# Flashing around chimney at ridge



## seeyou (Dec 12, 2008)

You can make your own ridge flashing out of two step flashings or buy a pre-made piece.

http://tiny.cc/4w7sw


----------



## RoofDiagnostics (Oct 17, 2010)

WillK said:


> Could someone walk me through how to flash a chimney that is at the peak of a roof? I get how to do the apron and the step flashing, so it'll have an apron on both sides, so when the step flashing gets to the top of the peak should there be something done differently or how does that work?
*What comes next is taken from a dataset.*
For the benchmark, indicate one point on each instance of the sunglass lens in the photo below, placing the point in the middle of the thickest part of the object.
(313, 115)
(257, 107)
Flashing a chimney is no different at the peak then in the field of the roof. to properly flash the chimney you need to:

1. Grind a regret joint.
2. Install step flashings
3. Install ice/water shield underlayement surrounding the base of the chimney
4. Fabricate and install counter flashing - this will be inserted into the reglet joint on the surface of the chimney.
5. Install the shingles surrounding the chimney

Hope it goes well!


----------



## WillK (Aug 29, 2010)

Well, what I don't really get is the part where you're going over the peak itself... Maybe I'm overthinking it, but it seems to me like there's always going to be a small area where the flashing can't really block water because you can overlap the step flashing from one side over the other where it goes over the peak, and you can overlap the part that goes onto the chimney but at the corner at the peak, you can't really overlap the 2 pieces... Is that just the way it is and you have to seal that with goop?


----------



## RoofDiagnostics (Oct 17, 2010)

the step flashings (the flashings that you do not see, once the job is finished) will have a gap where the two meet. you can make your own step flashing to fit this area. Sometimes we make a custom step flashing to fit the area - other times we leave the gap. The counter flashing is essential to the water tightness. Make sure you do a very good job with the counter flashing.


----------



## RoofDiagnostics (Oct 17, 2010)

http://www.ashireporter.org/articles/articles.aspx?id=808#Roof-Figure-4.gif (look about halfway down the page)


----------



## tinner666 (Mar 14, 2005)

Near the bottom of this page is a step by step detail of the finish pieces. http://www.albertsroofing.com/Chimney Repair.htm They get fully locked together before nailing either. A dab of caulk on each side will do ya.


----------



## WillK (Aug 29, 2010)

Great pictures, that really gets me the level of detail I needed! And just in time, I'm wrapping up this area today so I can get my roofing brackets down and get the pics of the house I need for my new insurance.


----------